Figure 2 shows data from a patient whose pre-breakfast glucose was 125 mg/dL. However, his glucose was approximately 225 mg/dL by the time his insulin started working. Had the patient known where his glucose would eventually be, he would have increased his dosage accordingly. Because his pre-lunch glucose was now 200 mg/dL, he added a correctional dose to his usual bolus. However, by the time the insulin started working, his glucose had already dropped to 75 mg/dL. In short, the ability to calculate insulin dosages based on future glucose levels provides a much safer and more effective way of achieving glycemic control.

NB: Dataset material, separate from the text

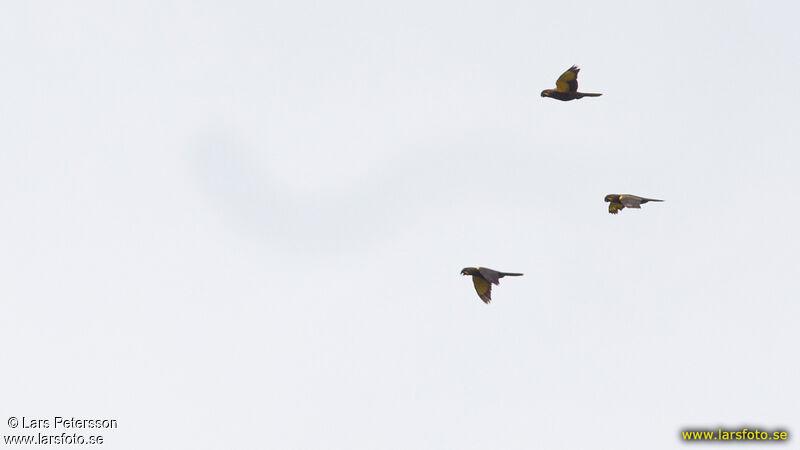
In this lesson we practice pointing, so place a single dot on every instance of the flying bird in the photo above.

Some key issues to consider when looking to the future of continuous glucose monitoring relate to how we can better predict hypoglycemia or adjust basal insulin rates. There is also the question of when a closed-loop system will finally be available.
There are a lot of predictive algorithms currently available; some are much more complicated than others. However, in every algorithm, the focus is on sensitivity and specificity. Sensitivity refers to how well the device predicts hypoglycemia while specificity refers to its ability to detect hypoglycemia. Sensitivity and specificity are measured using Receiver Operating Characteristic (ROC) curves. This method was developed in the 1950's as a by-product of research on interpreting radio signals contaminated by noise.
Within the context of hypoglycemia predictions, ROC curves allow us to look at the trade-off between sensitivity and specificity. Are patients willing to be bothered with false alarms (sensitivity) if the device detects 100% of actual hypoglycemic events (specificity)? If a patient is hypoglycemic every third night, is he willing to be woken up three or four times per night in order to pick up that one event? This is a question that each individual must decide.
A key concern with CGM is that patients will begin micro-adjusting their basal rates. With continuous sensors, patients will see their glucose every few minutes and may chose to take small bursts of insulin to lower elevated blood glucose between meals. Although they will be instructed to confirm glucose levels with SMBG before making any adjustments, they will need better algorithms and training about how to make insulin adjustments without overcorrecting.
Currently available continuous glucose monitoring systems lack the accuracy of blood glucose monitoring. However, the benefit of having glucose trend data makes them more useful than blood glucose monitoring for making decisions about insulin therapy. They also can be used for preventing hypoglycemia; however, sensitivity and specificity must be considered.